U.S.-based GlobalFoundries, a unit of Abu Dhabi’s state-owned fund Mubadala, could install new equipment to take advantage of 30% to 40% of floor space that is unused at its Malta, New York factory, which would boost output within 12 to 14 months. In a second phase, it may build an adjacent plant that could be producing chips by 2024, CEO Tom Caulfield said in interview.
Caulfield said the plans would hinge on customer demand – which has been difficult to predict during the coronavirus pandemic – and could be significantly sped up if U.S. lawmakers pass a $22.8 billion package to bolster domestic chip manufacturing.
On Tuesday, GlobalFoundries, which makes specialty chips for customers such as Advanced Micro Devices Inc (AMD.O) and Broadcom Inc (AVGO.O), said it had secured a purchase option agreement for about 66 acres of undeveloped land adjacent to its Malta plant.

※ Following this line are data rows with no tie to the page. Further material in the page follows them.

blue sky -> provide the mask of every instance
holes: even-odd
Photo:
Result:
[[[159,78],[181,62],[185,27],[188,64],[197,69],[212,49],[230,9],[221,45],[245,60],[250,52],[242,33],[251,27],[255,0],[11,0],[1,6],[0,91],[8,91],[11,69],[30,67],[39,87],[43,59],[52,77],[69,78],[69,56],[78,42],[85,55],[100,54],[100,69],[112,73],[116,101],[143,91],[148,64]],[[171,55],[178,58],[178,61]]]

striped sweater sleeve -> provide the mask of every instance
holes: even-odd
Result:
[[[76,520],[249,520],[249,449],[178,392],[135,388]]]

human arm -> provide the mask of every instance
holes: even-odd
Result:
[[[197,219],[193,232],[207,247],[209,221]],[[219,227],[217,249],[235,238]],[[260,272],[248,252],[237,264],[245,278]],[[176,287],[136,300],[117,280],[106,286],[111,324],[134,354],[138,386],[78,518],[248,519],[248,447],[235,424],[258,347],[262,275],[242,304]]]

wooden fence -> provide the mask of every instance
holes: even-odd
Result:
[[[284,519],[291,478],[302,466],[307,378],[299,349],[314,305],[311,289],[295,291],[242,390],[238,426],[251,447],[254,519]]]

Expanding the existing plant would cost “in the single-digit billions” while building a new plant would cost “high single-digits or higher,” he said without elaborating.
Lawmakers in Washington are calling for more funds to fuel growth of U.S. chip foundries, as the Trump administration faces off with Beijing to dominate the high-tech industry.
GlobalFoundries has direct and indirect business with Huawei Technologies Co Ltd, the biggest target of U.S. technology restrictions, but Caulfield said Huawei is “not a very appreciable part of our business” and that GlobalFoundries complies with all U.S. regulations.
Republican Senator John Cornyn and Democratic Senator Mark Warner introduced a bill this month to provide more than $22.8 billion in aid for semiconductor manufacturers and more legislation is expected.
“There’s only a certain pace at which we can go,” Caulfield said. “A partnership with the U.S. can accelerate that capability. … What may take us five years, we can accelerate to two years.”
In overall revenue, GlobalFoundries is the world’s third-largest foundry behind Taiwan Semiconductor Manufacturing Co Ltd (2330.TW) and Samsung Electronics Co Ltd (005930.KS) but ranks second-largest when factoring out the part of Samsung’s foundry business that makes chips for other elements of the Korean firm.
GlobalFoundries expects flat revenue this year of about $5.5 billion, below its initial forecast of $6 billion, after selling a custom-chip business to Marvell Technology Group Ltd (MRVL.O) for $600 million last year. GlobalFoundries viewed the business as competing with its own customers.
The manufacturer still plans an initial public offering that allows Mubadala to maintain a majority stake, but the listing may slip into 2023 from a previously projected 2022, Caulfield said, adding the timing depends more on financial milestones than a date.